詳解MySQL的字段默認null對唯一索引的影響

更新時間：2022年09月23日 17:13:57 作者：我是大明哥

這篇文章主要為大家介紹了MySQL的字段默認null對唯一索引的影響詳解，有需要的朋友可以借鑒參考下，希望能夠有所幫助，祝大家多多進步，早日升職加薪

正文

在日常業(yè)務開發(fā)中，會經(jīng)常遇到需要保證唯一性的數(shù)據(jù)業(yè)務，如用戶注冊業(yè)務。一般注冊業(yè)務中允許用戶以手機號或email注冊賬號，且需要保證唯一，不允許重復注冊。當用戶輸入手機號或email登錄時，程序會判定輸入信息的存在與否性，存在則走登錄，不存在則走注冊。而保證唯一性就不僅僅需要在程序端做判斷，還需要MySQL的唯一索引去做最后一道防線。

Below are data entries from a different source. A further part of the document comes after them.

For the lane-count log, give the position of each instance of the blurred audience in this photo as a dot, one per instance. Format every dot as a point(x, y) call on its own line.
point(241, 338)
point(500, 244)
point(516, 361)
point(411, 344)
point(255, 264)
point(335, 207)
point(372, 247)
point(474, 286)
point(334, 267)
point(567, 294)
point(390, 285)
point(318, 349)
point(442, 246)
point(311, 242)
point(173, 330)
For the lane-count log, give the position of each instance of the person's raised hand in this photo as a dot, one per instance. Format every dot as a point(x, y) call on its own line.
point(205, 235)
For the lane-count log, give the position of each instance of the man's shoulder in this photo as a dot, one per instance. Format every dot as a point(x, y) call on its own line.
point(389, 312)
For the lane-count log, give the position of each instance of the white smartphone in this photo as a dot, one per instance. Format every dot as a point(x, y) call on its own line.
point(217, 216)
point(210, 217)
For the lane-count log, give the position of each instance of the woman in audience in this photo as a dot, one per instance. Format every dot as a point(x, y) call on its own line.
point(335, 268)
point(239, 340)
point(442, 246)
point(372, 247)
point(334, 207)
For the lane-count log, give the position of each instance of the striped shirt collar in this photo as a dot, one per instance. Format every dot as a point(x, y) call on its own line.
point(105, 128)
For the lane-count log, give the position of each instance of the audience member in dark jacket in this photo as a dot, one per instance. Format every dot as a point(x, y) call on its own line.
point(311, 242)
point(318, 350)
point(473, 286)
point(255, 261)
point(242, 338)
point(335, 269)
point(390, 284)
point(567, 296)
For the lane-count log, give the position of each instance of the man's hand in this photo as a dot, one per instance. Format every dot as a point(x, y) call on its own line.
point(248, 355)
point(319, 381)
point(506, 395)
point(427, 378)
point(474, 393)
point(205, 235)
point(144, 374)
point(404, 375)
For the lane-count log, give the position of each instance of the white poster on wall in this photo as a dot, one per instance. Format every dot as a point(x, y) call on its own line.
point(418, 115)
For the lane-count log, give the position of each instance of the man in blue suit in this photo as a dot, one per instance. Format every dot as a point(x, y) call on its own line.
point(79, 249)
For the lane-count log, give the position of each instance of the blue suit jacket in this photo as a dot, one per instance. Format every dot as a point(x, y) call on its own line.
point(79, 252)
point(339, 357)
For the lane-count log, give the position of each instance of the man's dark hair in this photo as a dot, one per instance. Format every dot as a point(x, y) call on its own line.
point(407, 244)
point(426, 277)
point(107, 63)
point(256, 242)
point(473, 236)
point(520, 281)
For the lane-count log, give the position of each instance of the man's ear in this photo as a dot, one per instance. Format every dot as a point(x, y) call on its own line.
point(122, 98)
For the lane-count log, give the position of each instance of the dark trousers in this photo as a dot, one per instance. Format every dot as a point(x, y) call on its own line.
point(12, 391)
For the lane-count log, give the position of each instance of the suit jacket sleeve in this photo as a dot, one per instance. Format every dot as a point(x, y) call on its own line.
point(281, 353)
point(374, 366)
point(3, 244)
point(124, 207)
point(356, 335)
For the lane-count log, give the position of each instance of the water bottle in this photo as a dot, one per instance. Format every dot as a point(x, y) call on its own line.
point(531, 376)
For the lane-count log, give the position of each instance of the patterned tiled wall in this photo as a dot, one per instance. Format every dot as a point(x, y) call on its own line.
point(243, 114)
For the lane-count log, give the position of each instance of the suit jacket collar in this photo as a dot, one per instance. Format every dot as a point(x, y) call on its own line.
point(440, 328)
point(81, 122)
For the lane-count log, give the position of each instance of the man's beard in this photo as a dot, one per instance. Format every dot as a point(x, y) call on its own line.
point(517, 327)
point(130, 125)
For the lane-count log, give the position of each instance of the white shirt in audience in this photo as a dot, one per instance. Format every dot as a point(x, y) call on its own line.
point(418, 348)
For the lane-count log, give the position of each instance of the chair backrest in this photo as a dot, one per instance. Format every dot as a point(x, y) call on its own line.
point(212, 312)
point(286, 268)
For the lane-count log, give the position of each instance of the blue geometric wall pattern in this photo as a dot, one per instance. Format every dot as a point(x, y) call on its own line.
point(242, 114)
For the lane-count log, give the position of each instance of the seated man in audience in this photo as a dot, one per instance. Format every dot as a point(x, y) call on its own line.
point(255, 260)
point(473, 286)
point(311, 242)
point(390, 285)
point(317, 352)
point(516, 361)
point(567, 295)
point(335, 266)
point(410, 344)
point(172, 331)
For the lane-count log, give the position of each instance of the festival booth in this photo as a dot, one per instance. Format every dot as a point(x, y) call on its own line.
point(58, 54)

那么唯一索引在一些業(yè)務中使用，如果唯一索引字段中默認值設置為了null，會造成什么后果呢？

在阿里的《阿里巴巴Java開發(fā)手冊》中關于MySQL-索引規(guī)范中寫道：【強制】業(yè)務上具有唯一特性的字段，即使是多個字段的組合，也必須創(chuàng)建唯一索引。

說明：

不要以為唯一索引影響了insert速度，這個速度的損耗可以忽略不計，但提高查找的速度是明顯的；

另外，即使在應用層做了非常完善的校驗控制，只要沒有唯一索引，根據(jù)墨菲定律，必然有臟數(shù)據(jù)產(chǎn)生。

看一下為何唯一索引為影響insert速度

在MySQL中，唯一索引樹是一個非聚簇索引，每次插入數(shù)據(jù)時，都會在唯一索引樹上進行遍歷查找該插入值是否唯一，這也就是為什么會影響insert的速度，因為多一步遍歷判斷唯一性。

MySQL版本：在docker中啟動一個mysql

mysql> select version();
+-----------+
| version() |
+-----------+
| 8.0.18    |
+-----------+
1 row in set (0.00 sec)

假設只存在郵箱注冊：

#建表語句
CREATE TABLE `user_1` (
  `id` int(10) unsigned NOT NULL AUTO_INCREMENT COMMENT '主鍵',
  `email` varchar(32) NOT NULL DEFAULT '' COMMENT '郵箱',
  `name` varchar(11) DEFAULT '' COMMENT '名字',
  PRIMARY KEY (`id`),
  UNIQUE KEY `uk-email` (`email`)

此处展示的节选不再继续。